The first was being mugged and subsequently hospitalised while on a trip to Seattle. I sustained a couple of skull fractures and ended up in a coma from Diabetic Ketoacidosis (DKA), or really freakin’ high sugar levels. The ER failed to give me insulin and I was so out of it on morphine that I didn’t either. Recovered, I returned to Australia to find that my insurance company required me to see a Diabetic specialist to complete paperwork.

For the first time in ten years I would finally see a specialist. I learned to carb count and adjust insulin doses with each meal before being fitted with an insulin pump. My control stabilised almost overnight and for the first time I wasn’t fighting with my diabetes over every high and low. The fear of random attacks that I’d lived with for so many years was gone.

The second catalyst came courtesy of my employer. A new gym opened across the road from our office and the directors decided the company would pay for everyone to have a membership. For me, the opportunity to return to exercise came at the right time. My levels were mostly stable and I’d had a pump long enough to understand the intricacies involved with setting temporary background insulin rates (basal) to accommodate illness or exercise. However, the very real problem remained that there’s just no instruction manual for how to go about exercising as a Diabetic. Everyone’s different and despite a smattering of vague literature and guidance from an educator or specialist, it’s thrust upon you like flight to a baby bird tossed from the nest.

I approached it very slowly and methodically. I’d test and document my blood sugar levels an hour before the gym and set a temporary basal rate starting at the same time that would last continue up until an after I was done. Each time I’d follow the same exercise routine — a 20 minute bike ride at a moderate level of resistance. I’d record my levels just as I began, once I’d finished cycling and then at hourly intervals an hour beyond the end of the temporary basal.

Each reading and basal setting was stored in a spreadsheet and plotted on overlaying graphs. It could easily be seen as elaborate, but as time went on I was able to identify patterns in my sugar level’s behaviour. It allowed me to make educated adjustments to my basal rates and their duration so that I could complete the one exercise routine without any major fluctuations or lows. It took six months of this same routine until I was confident enough to move on to new forms of exercise.

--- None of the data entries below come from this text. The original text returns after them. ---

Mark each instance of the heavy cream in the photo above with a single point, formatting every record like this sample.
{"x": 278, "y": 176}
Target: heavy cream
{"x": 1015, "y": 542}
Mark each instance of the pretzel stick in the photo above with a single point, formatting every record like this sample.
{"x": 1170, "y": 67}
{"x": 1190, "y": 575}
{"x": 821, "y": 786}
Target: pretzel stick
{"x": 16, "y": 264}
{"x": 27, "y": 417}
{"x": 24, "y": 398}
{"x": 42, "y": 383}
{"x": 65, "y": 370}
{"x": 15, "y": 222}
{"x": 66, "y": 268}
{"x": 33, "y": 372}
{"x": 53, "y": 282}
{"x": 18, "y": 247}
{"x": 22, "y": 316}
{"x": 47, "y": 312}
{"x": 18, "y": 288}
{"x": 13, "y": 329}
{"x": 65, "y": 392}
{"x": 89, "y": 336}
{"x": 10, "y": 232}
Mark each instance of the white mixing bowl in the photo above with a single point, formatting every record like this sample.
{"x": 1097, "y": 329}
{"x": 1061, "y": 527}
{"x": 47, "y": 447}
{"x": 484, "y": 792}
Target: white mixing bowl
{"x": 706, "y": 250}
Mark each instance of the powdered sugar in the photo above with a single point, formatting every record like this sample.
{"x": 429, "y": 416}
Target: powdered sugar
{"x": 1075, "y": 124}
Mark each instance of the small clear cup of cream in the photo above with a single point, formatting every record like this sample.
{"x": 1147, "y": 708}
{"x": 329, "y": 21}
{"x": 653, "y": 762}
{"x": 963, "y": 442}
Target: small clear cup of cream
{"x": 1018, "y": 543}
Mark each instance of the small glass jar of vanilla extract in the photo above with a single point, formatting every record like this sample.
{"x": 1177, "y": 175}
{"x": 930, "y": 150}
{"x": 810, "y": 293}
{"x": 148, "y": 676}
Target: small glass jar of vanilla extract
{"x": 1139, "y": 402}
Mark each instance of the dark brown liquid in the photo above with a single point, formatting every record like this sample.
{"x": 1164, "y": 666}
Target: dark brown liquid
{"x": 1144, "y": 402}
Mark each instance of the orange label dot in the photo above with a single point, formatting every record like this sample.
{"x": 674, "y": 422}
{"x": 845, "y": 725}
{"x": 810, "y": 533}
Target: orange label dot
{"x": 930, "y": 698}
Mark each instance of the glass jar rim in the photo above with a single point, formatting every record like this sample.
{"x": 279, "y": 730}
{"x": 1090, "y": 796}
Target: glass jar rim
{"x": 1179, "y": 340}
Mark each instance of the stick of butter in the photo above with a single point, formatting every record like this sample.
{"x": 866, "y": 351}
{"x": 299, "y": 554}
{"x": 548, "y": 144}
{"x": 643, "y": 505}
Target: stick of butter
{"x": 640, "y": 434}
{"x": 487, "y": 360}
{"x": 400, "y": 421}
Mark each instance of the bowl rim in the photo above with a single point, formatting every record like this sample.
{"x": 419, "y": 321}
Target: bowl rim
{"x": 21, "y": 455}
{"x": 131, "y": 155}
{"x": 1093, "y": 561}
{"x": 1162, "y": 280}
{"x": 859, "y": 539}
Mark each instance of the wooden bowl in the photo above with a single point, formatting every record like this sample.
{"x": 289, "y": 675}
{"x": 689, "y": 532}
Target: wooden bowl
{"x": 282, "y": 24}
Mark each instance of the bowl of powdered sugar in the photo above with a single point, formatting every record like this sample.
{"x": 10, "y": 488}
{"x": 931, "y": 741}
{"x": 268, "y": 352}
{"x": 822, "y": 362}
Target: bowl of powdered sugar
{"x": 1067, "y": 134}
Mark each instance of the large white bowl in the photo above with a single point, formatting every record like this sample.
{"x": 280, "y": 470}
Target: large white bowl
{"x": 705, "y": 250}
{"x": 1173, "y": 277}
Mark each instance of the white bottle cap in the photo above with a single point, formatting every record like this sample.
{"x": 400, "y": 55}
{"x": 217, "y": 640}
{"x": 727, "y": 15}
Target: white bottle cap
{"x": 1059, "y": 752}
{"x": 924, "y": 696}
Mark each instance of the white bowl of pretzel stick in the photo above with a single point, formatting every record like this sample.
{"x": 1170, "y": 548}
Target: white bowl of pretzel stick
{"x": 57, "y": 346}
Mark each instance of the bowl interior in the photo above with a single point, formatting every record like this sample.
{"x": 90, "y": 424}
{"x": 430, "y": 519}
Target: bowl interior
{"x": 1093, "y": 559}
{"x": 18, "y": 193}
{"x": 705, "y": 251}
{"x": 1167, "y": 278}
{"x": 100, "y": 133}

That was almost four years ago. My gym routine has slowly built to two days of weights and one cardio session a week. Each routine has its own set of rules and temporary insulin rates that I’ve calculated in the same way I did riding a bike all those years ago. I am fitter and healthier now at 35 than I have been my entire life. I owe that, in no small part, to the still gym-paying employers. They are a large part of why reaching my goal of running five kilometres was possible and I’m extremely grateful for that.

Which brings me to today. Six months ago, I set myself a goal and began using a “Couch to 5K” program. I used the exact same tried and true method of recording sugar levels and adjusting basal rates based on their results. It was challenging to keep up with the initial requirements of the program, but around three months in—and less than a third through the actual program, which should’ve taken about three weeks—I’d finally adjusted things to the point I could solely concentrate on the running and not the diabetes. That in itself was an achievement.

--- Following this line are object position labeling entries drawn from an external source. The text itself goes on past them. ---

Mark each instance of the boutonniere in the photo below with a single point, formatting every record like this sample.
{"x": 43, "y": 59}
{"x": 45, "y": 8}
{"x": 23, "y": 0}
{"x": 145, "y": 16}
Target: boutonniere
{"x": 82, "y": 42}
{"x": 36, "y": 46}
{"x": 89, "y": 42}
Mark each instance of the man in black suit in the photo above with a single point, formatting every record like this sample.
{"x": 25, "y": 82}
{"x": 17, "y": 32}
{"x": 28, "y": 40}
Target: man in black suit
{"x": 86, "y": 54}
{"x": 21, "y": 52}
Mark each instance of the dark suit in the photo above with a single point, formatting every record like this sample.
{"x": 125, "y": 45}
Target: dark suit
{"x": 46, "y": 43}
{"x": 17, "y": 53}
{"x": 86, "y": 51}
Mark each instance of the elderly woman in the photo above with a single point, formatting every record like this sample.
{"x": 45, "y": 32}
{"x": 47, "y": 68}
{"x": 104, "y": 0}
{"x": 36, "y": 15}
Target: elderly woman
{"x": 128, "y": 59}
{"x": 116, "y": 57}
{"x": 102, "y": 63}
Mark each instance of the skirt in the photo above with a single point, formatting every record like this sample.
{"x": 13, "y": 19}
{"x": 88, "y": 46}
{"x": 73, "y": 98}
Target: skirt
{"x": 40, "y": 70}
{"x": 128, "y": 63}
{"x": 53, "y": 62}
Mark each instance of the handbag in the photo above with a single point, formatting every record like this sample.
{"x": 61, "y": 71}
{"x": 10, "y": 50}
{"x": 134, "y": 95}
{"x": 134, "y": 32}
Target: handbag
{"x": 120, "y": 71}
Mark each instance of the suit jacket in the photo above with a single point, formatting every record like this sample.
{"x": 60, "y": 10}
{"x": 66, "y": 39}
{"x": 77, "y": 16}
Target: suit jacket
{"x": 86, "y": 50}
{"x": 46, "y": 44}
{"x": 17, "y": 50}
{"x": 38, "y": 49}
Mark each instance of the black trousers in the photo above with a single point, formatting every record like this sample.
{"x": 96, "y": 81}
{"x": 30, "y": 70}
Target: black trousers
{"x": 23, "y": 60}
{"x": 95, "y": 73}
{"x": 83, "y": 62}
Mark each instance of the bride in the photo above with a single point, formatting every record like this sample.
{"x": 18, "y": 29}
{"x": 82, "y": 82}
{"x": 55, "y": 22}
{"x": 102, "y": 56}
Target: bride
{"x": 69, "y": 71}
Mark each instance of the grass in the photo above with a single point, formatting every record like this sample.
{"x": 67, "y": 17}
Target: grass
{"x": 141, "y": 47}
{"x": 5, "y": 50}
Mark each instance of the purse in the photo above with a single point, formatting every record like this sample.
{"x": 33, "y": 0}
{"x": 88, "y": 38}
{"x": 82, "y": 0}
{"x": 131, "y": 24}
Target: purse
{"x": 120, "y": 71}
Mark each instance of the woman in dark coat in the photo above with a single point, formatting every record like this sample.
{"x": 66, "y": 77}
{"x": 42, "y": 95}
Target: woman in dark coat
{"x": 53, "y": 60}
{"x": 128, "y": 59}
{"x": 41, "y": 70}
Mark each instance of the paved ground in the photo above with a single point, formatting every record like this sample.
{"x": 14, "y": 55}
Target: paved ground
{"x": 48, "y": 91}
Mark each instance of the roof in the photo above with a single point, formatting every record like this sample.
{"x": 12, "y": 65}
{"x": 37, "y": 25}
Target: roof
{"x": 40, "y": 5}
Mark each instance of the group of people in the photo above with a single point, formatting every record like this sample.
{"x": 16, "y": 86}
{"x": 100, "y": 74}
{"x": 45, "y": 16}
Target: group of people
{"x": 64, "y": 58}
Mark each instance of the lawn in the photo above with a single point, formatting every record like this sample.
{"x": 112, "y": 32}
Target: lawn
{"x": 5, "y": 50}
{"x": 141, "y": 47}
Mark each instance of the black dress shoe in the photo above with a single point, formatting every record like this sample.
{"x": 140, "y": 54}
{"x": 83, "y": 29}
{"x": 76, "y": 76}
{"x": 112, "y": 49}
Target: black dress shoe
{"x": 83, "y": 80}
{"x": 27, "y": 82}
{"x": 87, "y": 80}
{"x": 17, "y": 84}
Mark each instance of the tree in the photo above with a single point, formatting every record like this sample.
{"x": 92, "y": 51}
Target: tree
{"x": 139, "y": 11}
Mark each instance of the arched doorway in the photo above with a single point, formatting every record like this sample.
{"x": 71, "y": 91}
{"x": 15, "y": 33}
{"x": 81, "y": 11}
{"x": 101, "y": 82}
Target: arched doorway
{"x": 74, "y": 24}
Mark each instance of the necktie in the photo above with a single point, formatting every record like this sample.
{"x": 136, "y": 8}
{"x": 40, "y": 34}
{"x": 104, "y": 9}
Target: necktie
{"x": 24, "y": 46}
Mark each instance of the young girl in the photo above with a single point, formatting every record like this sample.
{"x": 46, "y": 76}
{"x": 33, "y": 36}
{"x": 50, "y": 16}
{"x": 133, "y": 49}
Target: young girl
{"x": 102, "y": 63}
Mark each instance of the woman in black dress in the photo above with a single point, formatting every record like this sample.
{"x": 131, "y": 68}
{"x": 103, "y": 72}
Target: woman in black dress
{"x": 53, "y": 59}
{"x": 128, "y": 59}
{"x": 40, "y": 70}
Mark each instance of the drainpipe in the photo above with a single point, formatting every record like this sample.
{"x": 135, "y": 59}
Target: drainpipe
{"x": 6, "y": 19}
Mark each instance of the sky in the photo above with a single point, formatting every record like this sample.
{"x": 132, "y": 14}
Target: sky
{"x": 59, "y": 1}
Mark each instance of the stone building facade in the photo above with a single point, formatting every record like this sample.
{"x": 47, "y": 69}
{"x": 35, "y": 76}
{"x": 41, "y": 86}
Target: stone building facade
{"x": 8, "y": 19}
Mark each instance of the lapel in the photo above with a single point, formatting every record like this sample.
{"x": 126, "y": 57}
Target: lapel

I entered Melbourne’s City2Sea to impose a deadline and push myself to finish what I’d started. I made a conscious decision not to tell anyone about it. That way there was no pressure, and if it didn’t work out I could just try again in my own time.

It took me 30 minutes and 31 seconds to run five kilometres today. That 13 year old boy I once was—so gripped with fear—broke down with tears of disbelief and joy.

Today, I did something I once believed impossible.